Les visages de Jésus (2ème partie)
Après avoir découvert les visages de Jésus au travers des quatre évangélistes, voici le Jésus des Actes des apôtres et chez Paul.
Sources : Sklerijenn, n° 42, mai 2007

Dans notre précédent numéro, nous avons découvert les visages du Christ tels que les quatre évangélistes nous les ont présentés dans leurs récits. Ils ont été les témoins de la vie publique de Jésus.
Ce que les Actes des apôtres nous relatent, et encore plus ce que Paul écrit dans ses lettres, ne se situe plus dans ce temps d’une présence physique du Christ.
Le Christ ressuscité n’est plus là physiquement. L’Eglise, au lendemain de la Pentecôte, vit ses premiers pas. Et même si les Actes des apôtres sont un récit de Luc, il n’empêche que l’auteur nous raconte la vie de cette communauté naissante. Le souvenir du visage de Jésus est présent pour les apôtres, mais ils vivent dans un nouveau type de relations avec lui : c’est la communauté des chrétiens qui le rend présent.

Le Jésus des Actes
Trois textes peuvent nous aider à dégager les grandes lignes du visage de Jésus dans le récit de Luc :
- La Pentecôte et le discours de Pierre (chapitre 2),
- La guérison de l’infirme à la Belle Porte du Temple de Jérusalem (chapitre 3),
- La rencontre de Pierre et du centurion Corneille (chapitre 10).

En ce jour de la Pentecôte, devant cette foule rassemblée et venant de tous horizons, Pierre prend la parole pour déclarer sans ambages : "Dieu l’a fait et Seigneur et Christ, ce Jésus que vous avez crucifié" (Actes 2, 14).

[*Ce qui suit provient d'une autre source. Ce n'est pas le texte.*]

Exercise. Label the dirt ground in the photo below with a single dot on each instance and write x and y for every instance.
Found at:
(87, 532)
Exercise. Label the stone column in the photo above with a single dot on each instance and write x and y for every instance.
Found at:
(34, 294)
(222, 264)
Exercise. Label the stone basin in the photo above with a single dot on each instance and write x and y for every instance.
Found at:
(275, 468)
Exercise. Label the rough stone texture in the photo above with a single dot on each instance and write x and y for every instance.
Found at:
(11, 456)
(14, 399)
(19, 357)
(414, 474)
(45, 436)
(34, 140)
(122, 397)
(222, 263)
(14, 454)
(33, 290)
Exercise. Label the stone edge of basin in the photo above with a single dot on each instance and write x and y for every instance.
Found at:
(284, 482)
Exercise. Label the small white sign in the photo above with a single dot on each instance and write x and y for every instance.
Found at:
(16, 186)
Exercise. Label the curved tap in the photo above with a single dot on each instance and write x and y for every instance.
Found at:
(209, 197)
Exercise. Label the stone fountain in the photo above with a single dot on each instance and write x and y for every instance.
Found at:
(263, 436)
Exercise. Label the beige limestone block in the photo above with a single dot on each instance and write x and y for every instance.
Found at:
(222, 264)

Ce sont donc ces deux noms de Christ et de Seigneur que Pierre utilise pour dire qui est ce Jésus cloué sur une croix au sommet du Golgotha quelques jours plus tôt. Le nom de Christ ou Messie renvoie à celui qui a reçu l’onction royale, celui sur qui repose l’esprit de Dieu. Et en le désignant comme Seigneur, Pierre indique clairement que ce Messie participe à la nature divine. Il a reçu pleinement le don de l’Esprit Saint et le pouvoir de le répandre à son tour.

Dans le texte nous relatant la guérison de l’infirme (Actes 3, 1-11), ce visage de Jésus Christ et Seigneur va se compléter.
Jésus est le Serviteur : référence explicite au serviteur souffrant d’Isaïe,
Jésus est le Saint : là encore nous sommes renvoyés au prophète Isaïe. Ce messie est bien celui annoncé par les prophètes. Oui, mais comment le reconnaître en ce Juste assassiné, autre nom que Pierre donne à Jésus.
Jésus est aussi le prince de la Vie, à la tête de ceux qui vont renaître après lui.
C’est enfin le Nom : nous retrouvons là encore une allusion au nom divin qu’on ne peut prononcer (Moïse au buisson ardent). Ce dernier aspect sera d’ailleurs développé par Pierre dans son discours devant le Sanhédrin (Actes 4, 9-12).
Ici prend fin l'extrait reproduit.